Ionic glutamate receptors in differentiated neural stem cells. (A) NSCs were grown only with EGF (20 ng/ml) for 3P in vitro and then differentiated in NB media plus B27 supplement for 5 d (without H-IL-6) as described in Materials and Methods. No ionic glutamate receptors were detected in these control-differentiated NSCs (n = 8). (B) NSCs were grown with EGF (20 ng/ml) in the presence of H-IL-6 (100 ng/ml) for 3P in vitro and then differentiated in the presence of H-IL-6 for 5 d as described in Materials and Methods. In H-IL-6–differentiated neural stem cells, glutamic acid-activated ionic receptors (non-NMDA receptors) were detected (n = 8). (C) H-IL-6–differentiated cells from B were further analyzed. The activation current was with AMPA characteristics as the selective noncompetitive AMPA antagonist GYKI-52466 could completely inhibit the AMPA-receptor-agonist–mediated effect.

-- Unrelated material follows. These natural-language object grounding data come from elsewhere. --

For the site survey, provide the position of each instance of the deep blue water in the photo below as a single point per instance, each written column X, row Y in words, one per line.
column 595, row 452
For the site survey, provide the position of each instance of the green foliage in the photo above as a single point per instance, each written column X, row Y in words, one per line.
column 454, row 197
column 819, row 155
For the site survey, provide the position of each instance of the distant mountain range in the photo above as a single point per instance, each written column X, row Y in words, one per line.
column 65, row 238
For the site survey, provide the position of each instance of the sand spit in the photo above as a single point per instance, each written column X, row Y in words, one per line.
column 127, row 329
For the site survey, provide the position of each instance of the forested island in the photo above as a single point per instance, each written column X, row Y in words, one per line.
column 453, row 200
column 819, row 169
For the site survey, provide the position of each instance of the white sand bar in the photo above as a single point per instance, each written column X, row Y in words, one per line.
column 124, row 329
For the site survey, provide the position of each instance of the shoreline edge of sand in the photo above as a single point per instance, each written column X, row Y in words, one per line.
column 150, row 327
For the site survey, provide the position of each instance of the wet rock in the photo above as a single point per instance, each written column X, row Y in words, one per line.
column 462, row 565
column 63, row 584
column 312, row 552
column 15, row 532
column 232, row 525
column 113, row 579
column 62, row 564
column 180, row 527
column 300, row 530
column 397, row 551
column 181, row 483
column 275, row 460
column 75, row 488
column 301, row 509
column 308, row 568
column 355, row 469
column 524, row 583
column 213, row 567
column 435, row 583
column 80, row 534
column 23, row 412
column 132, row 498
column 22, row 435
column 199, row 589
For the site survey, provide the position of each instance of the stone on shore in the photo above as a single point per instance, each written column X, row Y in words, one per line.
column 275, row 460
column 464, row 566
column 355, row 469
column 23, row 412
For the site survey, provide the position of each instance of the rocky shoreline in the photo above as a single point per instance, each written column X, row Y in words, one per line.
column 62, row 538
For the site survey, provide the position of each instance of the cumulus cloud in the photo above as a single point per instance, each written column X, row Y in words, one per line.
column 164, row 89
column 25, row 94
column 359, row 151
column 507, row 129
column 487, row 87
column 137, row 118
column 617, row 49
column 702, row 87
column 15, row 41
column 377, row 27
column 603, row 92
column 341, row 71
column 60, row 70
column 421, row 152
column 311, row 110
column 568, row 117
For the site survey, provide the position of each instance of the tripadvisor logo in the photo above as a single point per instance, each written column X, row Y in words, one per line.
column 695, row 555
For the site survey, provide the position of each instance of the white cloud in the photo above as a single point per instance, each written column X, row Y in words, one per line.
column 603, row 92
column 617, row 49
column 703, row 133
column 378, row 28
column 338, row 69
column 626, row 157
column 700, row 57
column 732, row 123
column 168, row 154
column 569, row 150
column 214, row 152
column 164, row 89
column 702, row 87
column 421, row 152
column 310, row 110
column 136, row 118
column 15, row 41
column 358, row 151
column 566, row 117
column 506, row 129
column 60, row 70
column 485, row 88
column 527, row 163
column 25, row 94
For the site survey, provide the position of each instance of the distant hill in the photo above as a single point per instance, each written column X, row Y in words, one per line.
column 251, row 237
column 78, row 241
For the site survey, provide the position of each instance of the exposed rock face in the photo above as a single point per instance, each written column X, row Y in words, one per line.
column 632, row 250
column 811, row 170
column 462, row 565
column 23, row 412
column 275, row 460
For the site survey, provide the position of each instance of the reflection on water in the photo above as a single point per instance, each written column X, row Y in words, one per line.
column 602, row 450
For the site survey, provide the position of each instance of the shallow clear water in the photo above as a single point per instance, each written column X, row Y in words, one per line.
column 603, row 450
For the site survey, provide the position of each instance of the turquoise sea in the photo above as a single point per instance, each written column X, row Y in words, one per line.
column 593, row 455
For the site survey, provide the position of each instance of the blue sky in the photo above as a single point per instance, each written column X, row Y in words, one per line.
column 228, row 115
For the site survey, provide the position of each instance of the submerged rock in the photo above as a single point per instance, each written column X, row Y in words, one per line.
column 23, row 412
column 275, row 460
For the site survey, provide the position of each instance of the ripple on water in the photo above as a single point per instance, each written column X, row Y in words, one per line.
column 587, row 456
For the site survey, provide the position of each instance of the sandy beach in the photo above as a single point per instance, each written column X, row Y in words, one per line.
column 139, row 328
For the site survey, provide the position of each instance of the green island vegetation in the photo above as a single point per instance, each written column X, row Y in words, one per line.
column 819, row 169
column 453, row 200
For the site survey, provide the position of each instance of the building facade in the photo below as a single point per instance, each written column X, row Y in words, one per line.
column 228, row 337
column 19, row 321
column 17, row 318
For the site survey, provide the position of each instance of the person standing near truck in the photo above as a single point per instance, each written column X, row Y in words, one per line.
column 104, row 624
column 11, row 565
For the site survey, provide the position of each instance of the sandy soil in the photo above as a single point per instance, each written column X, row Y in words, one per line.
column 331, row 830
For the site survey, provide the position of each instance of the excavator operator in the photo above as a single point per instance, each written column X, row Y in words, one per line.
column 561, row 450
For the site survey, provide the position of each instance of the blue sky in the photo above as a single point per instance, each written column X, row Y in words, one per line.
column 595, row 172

The membrane potential was held at −70 mV. The short dashed line indicates the baseline of zero current (n = 7). (D) Currents activated by NMDA in H-IL-6–differentiated cells from B were very small, 10 pA only. The short dashed line is the membrane potential. The bold lines indicate the addition of 200 μM NMDA plus 20 μM glycine or the addition of 200 μM AMPA. (E) The current voltage (I-V) relationships of NMDA and AMPA receptor channels of H-IL-6–differentiated cells from B.

IL-6—and depending on the presence of its soluble IL-6R—induces neural stem cells (NSCs) differentiation into astrocytes [via glia progenitor cells (GPC), pathway indicated by green arrows] and neurons [via neuronal progenitor cells (NPC), pathway indicated by red arrows]. During neurodegenerative processes apoptotic neurons release sIL-6R (purple receptor symbols) by shedding, whereas activated astrocytes release IL-6 (red circle). Via trans-signaling they can act on NSCs, which express (as GPCs and NPCs) very low or no IL-6 receptors but the common signaling receptor subunit gp130 (shown as green receptor-dimer symbols) that is used by all members of the IL-6-receptor family (Taga and Kishimoto, 1997; Heinrich et al., 2003). Although EGF and bFGF maintain NSCs' self-renewal, the IL-6–sIL-6R complex overrides those activities mediating NSCs differentiation. In contrast, classical neurotrophic factors such as NGF, BDNF, or NT-3 are unable to overcome EGF signaling. Increased gp130 expression on NSCs/NPCs and IL-6R-NGFR/TRKA (blue receptor symbols) transactivation by IL-6R/gp130 (white dotted line) enhances neuronal differentiation. Differentiated neurons express then various neurotrophic factors for their survival and proper functioning. Inhibiting the glia-differentiation pathway by, for instance, p-STAT-inhibitors (inhibition of nuclear transcription factor activity of p-STATs but not complete down-regulation of their expression) may turn H-IL-6 into an interesting potential therapeutic factor, acting on the MAPK/CREB signaling pathway, for the treatment of neurodegenerative diseases.